或许是由于现在夜沙夫人正在临产的生死关头,两个侍女担心的紧,因此心底里的情绪也被无形的扩大化,原本从来不提的积怨此刻也全部都呼之欲出。
然而对于解忧,心里的那一点隐痛也在被这两个侍女的话语牵引,逐渐扩大。
解忧的心真的好烦好乱,翁归靡到底有多少她不知道的妖娆情事呢?虽然这一切都与她再没有任何关系,可是却总是能在她以为自己的心湖已经平静无波的时候搅起滔天巨浪。
他有了未婚妻塔娜,解忧便完完全全的退了出来,将自己与他那一段年少时纯白的记忆封存。她只当那少不经事的美好能在两人的记忆中留下一片纯白的栀子花瓣。

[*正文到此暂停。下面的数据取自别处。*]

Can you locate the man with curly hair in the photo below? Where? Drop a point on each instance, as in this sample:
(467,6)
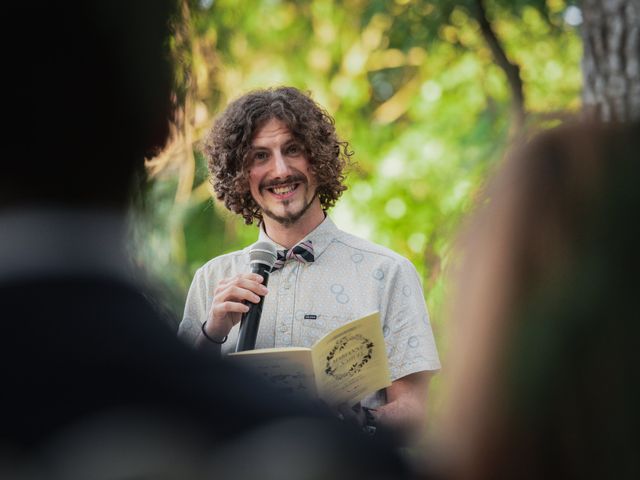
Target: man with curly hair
(275,159)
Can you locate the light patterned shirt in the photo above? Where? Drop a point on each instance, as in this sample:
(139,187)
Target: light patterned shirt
(349,278)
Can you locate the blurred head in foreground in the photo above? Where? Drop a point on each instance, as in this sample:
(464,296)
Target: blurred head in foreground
(83,110)
(543,381)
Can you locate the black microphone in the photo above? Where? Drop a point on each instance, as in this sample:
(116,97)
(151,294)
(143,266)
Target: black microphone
(262,256)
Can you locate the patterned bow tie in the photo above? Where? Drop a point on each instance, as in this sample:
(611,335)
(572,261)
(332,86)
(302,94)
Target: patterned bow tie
(303,252)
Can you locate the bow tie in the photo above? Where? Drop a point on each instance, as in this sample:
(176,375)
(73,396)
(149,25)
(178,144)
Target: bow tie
(303,252)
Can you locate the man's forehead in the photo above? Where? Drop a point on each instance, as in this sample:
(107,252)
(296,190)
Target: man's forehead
(271,130)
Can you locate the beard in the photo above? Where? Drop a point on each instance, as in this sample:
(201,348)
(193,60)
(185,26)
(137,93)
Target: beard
(290,218)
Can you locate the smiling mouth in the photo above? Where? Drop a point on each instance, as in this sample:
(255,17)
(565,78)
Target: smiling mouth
(283,190)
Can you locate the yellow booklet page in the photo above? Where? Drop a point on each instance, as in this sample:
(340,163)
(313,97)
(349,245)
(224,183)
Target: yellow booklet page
(344,366)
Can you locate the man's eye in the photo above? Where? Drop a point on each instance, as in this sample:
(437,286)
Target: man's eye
(260,156)
(293,150)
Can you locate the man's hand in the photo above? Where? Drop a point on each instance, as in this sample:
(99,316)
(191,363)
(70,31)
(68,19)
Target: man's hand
(228,297)
(405,410)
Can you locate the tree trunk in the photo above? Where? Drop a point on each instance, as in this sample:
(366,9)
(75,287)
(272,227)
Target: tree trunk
(611,60)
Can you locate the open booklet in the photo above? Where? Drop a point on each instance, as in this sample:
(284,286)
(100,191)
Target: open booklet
(344,366)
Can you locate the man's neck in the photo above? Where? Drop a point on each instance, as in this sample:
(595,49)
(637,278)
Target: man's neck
(290,235)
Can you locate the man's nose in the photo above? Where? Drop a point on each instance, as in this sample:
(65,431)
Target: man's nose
(280,165)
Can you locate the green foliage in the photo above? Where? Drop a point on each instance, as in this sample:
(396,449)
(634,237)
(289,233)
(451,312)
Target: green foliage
(413,88)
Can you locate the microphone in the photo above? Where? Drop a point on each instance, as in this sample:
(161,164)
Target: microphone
(262,256)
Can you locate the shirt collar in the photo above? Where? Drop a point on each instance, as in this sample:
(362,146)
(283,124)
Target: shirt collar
(321,237)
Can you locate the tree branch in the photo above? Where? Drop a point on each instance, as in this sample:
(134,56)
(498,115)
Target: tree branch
(511,70)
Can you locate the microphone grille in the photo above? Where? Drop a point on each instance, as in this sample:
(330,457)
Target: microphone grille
(263,252)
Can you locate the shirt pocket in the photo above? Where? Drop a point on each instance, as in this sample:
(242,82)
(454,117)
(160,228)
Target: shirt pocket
(315,326)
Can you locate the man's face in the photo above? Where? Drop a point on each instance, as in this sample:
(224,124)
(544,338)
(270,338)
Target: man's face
(279,176)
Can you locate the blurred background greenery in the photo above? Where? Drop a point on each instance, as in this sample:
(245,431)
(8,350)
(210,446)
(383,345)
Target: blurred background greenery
(428,93)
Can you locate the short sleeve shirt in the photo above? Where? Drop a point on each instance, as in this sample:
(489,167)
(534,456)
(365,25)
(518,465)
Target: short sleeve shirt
(349,278)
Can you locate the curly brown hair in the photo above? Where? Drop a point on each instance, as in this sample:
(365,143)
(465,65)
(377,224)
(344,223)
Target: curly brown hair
(229,142)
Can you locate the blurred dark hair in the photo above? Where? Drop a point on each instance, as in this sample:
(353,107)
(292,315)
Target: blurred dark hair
(229,141)
(90,95)
(548,309)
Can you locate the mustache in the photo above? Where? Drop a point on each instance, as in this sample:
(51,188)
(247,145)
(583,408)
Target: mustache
(295,178)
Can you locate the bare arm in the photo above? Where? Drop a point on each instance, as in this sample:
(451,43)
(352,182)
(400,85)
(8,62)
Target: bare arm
(406,404)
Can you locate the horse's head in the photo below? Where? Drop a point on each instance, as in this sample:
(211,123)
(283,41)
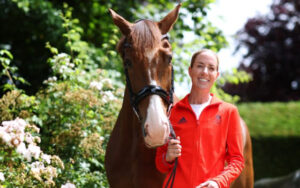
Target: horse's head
(147,55)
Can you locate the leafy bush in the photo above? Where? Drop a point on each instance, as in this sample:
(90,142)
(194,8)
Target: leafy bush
(75,112)
(23,162)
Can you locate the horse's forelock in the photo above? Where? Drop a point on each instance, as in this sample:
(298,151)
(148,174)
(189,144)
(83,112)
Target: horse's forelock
(145,35)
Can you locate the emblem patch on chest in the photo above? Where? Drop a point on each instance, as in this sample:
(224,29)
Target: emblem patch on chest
(182,120)
(218,119)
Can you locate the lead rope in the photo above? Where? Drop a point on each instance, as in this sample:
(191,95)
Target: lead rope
(173,135)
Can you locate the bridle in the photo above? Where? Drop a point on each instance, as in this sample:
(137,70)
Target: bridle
(136,98)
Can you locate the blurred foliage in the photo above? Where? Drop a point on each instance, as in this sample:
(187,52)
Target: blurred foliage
(75,74)
(275,132)
(40,22)
(272,119)
(271,54)
(75,109)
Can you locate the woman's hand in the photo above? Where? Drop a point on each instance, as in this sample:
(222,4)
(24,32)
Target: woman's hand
(174,149)
(208,184)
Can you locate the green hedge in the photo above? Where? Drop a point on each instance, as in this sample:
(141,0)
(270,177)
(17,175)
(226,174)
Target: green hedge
(275,132)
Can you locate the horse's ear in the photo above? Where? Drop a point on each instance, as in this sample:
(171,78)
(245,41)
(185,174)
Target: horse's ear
(166,24)
(119,21)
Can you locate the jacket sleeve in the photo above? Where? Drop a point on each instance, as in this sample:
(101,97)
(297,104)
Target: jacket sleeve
(234,156)
(160,160)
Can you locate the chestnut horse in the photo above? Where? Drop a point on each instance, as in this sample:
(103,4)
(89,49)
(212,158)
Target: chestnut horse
(143,122)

然而,今天她才知道,在她之前,翁归靡还有夜沙,夜沙才是他求而不得的栀子花,才是他心底里触碰不得的朱砂痣。
而她刘解忧,比夜沙出现的晚,不能在他的心里留下深刻的刻痕,然而又比塔娜早,不能用余生与他相伴左右。
说到底,她到底算什么呢?在翁归靡心里她到底算什么呢?想到这里,解忧心底里最后一点信念也崩塌了。再想想翁归靡对她所下的毒手,再想想细君夫人的死,一股近乎于绝望的荒凉便弥漫在解忧的心间。
算了,罢了。
解忧用力的甩了甩头,将凄凉的情绪从脑海中甩开。只不过,她而今已经习惯了和翁归靡的纠缠,也已经习惯了他带给自己的伤害,因此,再遇到伤害的时候虽然心里还会起波澜,但是却已经麻木了。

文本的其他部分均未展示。